Investigate GPUs on ARM boards

lissyx commented 6 years ago

We have ARM and ARM64 (#1305) arriving on RPi3B+ and LePotato boards. We should try and see if we can get GPU acceleration there:

OpenCL can work not too bad on Intel GPUs (cf ccpp) using ComputeCpp
LePotato has a MALI-450 GPU, no idea yet how much we can expect of OpenCL there
RPi3B (and + model) now have OpenCL 1.2 Embedded Profile compliant https://github.com/doe300/VC4CL#opencl-support and ComputeCpp has ARMv7 binaries targetting Ubuntu 14.04, so we might be able to get stuff to work there.

edubois commented 6 years ago

The Rock64Pro-AI has a mali-t860, I would consider this option.

lissyx commented 6 years ago

@edubois You're welcome to explore that, but I'll stick to what I have right now :)

edubois commented 6 years ago

Will do,

renepeinl commented 6 years ago

You state ARM boards but then mention Intel GPUs. Therefore, I would offer to do some testing on the UP board which is powered by a 4-core Atom x5-Z8350, has 4 GB of RAM and incorporates a Cherry Trail HD graphics with 12 execution units. We are using that, since it is compatible with the Matrix Voice, our hardware for sound capturing.

We are also looking at the Intel Movidius Neural Compute Stick, which is compatible with Tensor Flow and the Raspberry Pi 3, since the combination would be more cost-effective.

The Rock64Pro-AI looks interesting as well and would be even cheaper. I'm curious on the results of @edubois

lissyx commented 6 years ago

@renepeinl I have actually been experimenting for quite some time on Intel GPUs on my laptop, debugging and checking performances (thanks to CodePlay people and Intel people), so I know we can get it working with the "Neo" driver, which is far from being released yet, sadly. The Compute Stick is useless in our case, because of RNNs. The previous driver, Beignet, was a dead-end: not working with ComputeCpp (layer used by TensorFlow for OpenCL), and not being actively developped anymore by intel.

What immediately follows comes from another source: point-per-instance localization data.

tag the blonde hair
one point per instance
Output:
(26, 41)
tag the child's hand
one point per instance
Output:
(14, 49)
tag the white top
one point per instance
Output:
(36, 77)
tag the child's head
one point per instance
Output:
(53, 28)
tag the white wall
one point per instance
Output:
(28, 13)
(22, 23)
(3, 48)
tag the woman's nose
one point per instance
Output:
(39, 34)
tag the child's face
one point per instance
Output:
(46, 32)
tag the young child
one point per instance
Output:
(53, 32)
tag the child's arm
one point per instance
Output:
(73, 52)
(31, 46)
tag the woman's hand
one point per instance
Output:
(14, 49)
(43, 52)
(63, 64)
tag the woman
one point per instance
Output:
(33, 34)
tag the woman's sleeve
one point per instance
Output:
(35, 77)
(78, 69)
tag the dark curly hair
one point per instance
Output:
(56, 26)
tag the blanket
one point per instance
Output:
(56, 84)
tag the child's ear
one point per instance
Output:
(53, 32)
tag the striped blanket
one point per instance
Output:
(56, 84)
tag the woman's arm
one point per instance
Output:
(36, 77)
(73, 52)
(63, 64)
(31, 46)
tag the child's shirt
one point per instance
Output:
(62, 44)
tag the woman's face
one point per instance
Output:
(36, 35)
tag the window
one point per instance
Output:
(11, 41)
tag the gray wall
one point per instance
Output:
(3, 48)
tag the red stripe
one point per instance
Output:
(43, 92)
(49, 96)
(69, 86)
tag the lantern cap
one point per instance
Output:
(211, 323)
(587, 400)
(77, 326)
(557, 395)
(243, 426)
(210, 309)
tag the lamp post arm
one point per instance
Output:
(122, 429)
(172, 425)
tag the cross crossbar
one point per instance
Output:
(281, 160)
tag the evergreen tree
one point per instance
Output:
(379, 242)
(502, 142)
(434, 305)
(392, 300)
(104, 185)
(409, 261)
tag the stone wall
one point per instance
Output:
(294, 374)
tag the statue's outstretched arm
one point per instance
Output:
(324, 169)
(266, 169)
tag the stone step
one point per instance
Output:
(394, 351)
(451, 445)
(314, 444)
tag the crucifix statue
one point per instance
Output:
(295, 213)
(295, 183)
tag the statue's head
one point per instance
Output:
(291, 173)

People who want to experiment should use the ccpp branch of our TensorFlow and DeepSpeech repo, but be aware it's hack in progress :)

renepeinl commented 6 years ago

Thanks for these information. Could you provide some hints on compiler flags for building the software as well? I'm not sure how much influence they have and we are mainly Java developers with no deeper knowledge about C++.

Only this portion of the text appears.